ETHEL: How do you know that?

AGATHA: One of my neighbors told me. Mrs. Flottington, who lives down the road. She has a nephew who drives a bus, and according to her, he said that all the drivers spend a great deal of their time reading Karl Marx. If you ask me, they should be reading Arthur Schopenhauer, not Karl Marx. Arthur Schopenhauer is much better than Karl Marx. For that matter, Hans Reichenbach is better than Karl Marx. Even Barbara Cartland is better than Karl Marx.

ETHEL: What have you got against Karl Marx?

AGATHA: That beard! I don't like men with beards.

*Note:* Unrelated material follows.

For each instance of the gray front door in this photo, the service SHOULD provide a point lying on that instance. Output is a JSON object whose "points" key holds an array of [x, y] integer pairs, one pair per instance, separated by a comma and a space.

ETHEL: My uncle has a beard.

AGATHA: Is he a communist?

ETHEL: No, he's a Methodist.

AGATHA: If he has a beard, he might be only posing as a Methodist for public purposes. In private, when no one is looking, he might be a communist.

ETHEL: What about Father Christmas? He has a beard.

AGATHA: Well, that's different.

ETHEL: Why is it different?

AGATHA: Because it is.

ETHEL: There's still no sign of the bus. We could be waiting until the end of time.

AGATHA: I can't wait until the end of time! I have laundry to do!

ETHEL: It's just an expression, Agatha. I didn't mean that we would actually be waiting until the end of time.

AGATHA: Oh well, that's all right. As long as it's only an expression.

ETHEL: I think we've waited long enough. The bus is never going to be here. Shall we start walking?

AGATHA: Where are we going?

ETHEL: To the promised land.

AGATHA: Isn't that near Scunthorpe?

ETHEL: No, I think it's nearer to Kirmington.

AGATHA: Well, as long as I'm home in time to do my laundry.